Tri-state school says new league discriminates

By Kimberly Holmes – bio | email

FOREST PARK, OH (FOX19)  - A local high school's administrators claim they're being shut out of a new sports league because of race.

"I won't say picked on, but we're definitely being shut out," said Winton Woods Athletic Director Dwight Campbell.

Winton Woods High School Principal first made those accusations public on Tuesday in an open letter to the media.

The school was originally part of the Fort Ancient Valley Conference. In November, the FAVC broke apart. Several member schools cited various reasons. Around that same time, seven local schools left to create their own league: the Eastern Cincinnati Conference. Winton Woods school leaders say the schools did it behind their backs and now won't let them be a part of it.

Winton Woods district leaders have asked for criteria, but they say it still just doesn't add up. Meanwhile, members of the ECC say their claims are meritless.

"We were the 2009 Division II football champs," said Winton Woods Superintendent Dr. Camille Nasbe. "It's just really disheartening to tell your kids, you know, you do well, you're good sports, and this is what happens."

"This" includes losing a place in one of Cincinnati's sports leagues. Principal Dr. Terri Holden said it's because of the racial make-up of her student body.

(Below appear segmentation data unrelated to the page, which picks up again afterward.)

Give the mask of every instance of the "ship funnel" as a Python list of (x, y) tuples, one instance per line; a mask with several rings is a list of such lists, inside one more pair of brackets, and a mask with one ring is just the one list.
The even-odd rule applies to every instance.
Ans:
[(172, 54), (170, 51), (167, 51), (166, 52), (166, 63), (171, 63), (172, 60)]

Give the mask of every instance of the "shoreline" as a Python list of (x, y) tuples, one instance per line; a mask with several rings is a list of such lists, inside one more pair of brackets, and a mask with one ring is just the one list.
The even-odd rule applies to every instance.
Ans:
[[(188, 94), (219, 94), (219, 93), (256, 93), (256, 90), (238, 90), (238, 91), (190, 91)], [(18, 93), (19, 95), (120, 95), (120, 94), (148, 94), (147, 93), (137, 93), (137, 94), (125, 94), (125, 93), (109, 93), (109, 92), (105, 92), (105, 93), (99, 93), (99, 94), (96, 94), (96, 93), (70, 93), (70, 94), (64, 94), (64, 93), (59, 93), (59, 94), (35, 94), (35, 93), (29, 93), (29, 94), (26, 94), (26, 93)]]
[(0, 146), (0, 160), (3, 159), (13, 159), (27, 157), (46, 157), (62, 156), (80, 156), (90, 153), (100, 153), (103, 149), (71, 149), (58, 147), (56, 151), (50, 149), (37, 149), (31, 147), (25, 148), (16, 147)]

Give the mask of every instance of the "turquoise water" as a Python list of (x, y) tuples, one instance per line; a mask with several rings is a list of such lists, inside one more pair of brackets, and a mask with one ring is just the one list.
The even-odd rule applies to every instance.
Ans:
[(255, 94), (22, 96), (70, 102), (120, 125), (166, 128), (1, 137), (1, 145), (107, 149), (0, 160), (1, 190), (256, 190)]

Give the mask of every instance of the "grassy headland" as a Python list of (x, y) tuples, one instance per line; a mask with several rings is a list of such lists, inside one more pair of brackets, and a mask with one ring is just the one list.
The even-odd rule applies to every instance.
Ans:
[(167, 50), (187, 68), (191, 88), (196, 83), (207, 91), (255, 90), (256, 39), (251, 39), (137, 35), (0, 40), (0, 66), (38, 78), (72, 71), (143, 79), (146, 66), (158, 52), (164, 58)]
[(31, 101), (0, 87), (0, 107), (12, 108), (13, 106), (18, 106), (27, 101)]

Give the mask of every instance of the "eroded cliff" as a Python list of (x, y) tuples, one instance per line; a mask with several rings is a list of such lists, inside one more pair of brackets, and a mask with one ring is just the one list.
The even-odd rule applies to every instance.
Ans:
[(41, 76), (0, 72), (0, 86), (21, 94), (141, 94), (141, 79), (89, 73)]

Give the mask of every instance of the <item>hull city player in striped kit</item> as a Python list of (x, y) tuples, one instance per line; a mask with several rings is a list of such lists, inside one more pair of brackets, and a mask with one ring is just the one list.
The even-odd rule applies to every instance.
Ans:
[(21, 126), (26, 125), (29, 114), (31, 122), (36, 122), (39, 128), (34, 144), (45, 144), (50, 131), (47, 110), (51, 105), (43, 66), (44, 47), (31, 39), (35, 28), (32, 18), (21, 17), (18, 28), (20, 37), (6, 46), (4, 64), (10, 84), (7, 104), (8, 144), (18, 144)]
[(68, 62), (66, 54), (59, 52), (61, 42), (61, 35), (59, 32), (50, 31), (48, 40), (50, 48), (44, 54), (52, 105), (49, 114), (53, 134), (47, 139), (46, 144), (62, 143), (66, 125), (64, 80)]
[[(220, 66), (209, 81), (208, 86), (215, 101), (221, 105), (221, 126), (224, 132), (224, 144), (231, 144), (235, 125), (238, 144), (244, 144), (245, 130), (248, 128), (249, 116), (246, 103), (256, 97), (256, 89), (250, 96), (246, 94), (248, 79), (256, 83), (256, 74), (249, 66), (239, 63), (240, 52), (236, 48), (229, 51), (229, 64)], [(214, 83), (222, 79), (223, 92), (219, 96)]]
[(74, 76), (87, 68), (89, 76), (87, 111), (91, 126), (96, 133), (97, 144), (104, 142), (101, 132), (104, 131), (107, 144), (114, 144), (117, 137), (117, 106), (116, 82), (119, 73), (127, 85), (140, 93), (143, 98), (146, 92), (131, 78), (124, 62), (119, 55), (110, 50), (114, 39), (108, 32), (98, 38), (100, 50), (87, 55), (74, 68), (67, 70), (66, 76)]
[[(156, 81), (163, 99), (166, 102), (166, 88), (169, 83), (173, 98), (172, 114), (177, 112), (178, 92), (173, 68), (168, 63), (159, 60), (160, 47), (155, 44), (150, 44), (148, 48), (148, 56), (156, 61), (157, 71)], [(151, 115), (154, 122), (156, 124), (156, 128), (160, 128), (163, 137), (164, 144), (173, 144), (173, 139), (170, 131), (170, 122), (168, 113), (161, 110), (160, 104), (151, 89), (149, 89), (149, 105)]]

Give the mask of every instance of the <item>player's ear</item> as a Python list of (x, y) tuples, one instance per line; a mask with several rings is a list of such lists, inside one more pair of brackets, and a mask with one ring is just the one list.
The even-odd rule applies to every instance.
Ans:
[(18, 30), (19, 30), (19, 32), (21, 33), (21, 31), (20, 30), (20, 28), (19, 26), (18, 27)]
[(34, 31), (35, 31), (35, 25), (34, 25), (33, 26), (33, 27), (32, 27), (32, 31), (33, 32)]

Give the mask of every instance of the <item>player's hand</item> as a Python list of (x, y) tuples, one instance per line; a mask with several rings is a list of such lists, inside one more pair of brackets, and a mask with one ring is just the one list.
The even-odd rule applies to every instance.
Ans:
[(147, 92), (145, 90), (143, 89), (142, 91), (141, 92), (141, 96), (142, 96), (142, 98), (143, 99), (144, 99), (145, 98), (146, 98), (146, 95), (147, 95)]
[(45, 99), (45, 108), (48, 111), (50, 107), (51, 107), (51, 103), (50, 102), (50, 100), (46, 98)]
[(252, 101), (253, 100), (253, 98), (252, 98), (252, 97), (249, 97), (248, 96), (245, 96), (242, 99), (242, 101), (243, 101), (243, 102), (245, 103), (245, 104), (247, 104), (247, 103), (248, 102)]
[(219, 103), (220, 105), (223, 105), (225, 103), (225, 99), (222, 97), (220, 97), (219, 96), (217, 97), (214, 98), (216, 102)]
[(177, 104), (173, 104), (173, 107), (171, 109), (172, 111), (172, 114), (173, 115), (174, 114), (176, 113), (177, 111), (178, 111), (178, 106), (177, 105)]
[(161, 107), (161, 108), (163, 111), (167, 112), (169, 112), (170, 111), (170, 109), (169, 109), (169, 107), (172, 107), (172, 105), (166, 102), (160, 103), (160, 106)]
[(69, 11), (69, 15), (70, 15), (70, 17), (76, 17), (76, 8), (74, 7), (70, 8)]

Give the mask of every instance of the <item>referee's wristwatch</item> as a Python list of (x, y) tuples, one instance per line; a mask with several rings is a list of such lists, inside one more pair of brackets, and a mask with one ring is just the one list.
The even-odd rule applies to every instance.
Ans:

"Going through the process, looking at the demographics, she can't come up with any other solution than it is race," said assistant principal David Lumpkin.

According to the 2009-2010 State Ohio Local Report cards, 70-percent of the students at Winton Woods is black. The largest percentage at the other ECC member schools, including Glen Este, Milford, Turpin, Loveland, Anderson, Kings, and Walnut Hills is 34-percent.

But founding members of the ECC disagree.

We tried contacting several of the founding schools. Two of them, Glen Este and Milford sent us a statement, saying the allegations are: "Without merit and not based on fact. The formation of the ECC was not accomplished with any racial motivations, nor does it operate with any racial purpose."

The ECC currently has seven teams, but ideally, needs an eighth. Reportedly, members have asked several other schools to be a part of the new league, but most have declined the offer. Winton Woods applied to be a part of the conference last month, but was rejected.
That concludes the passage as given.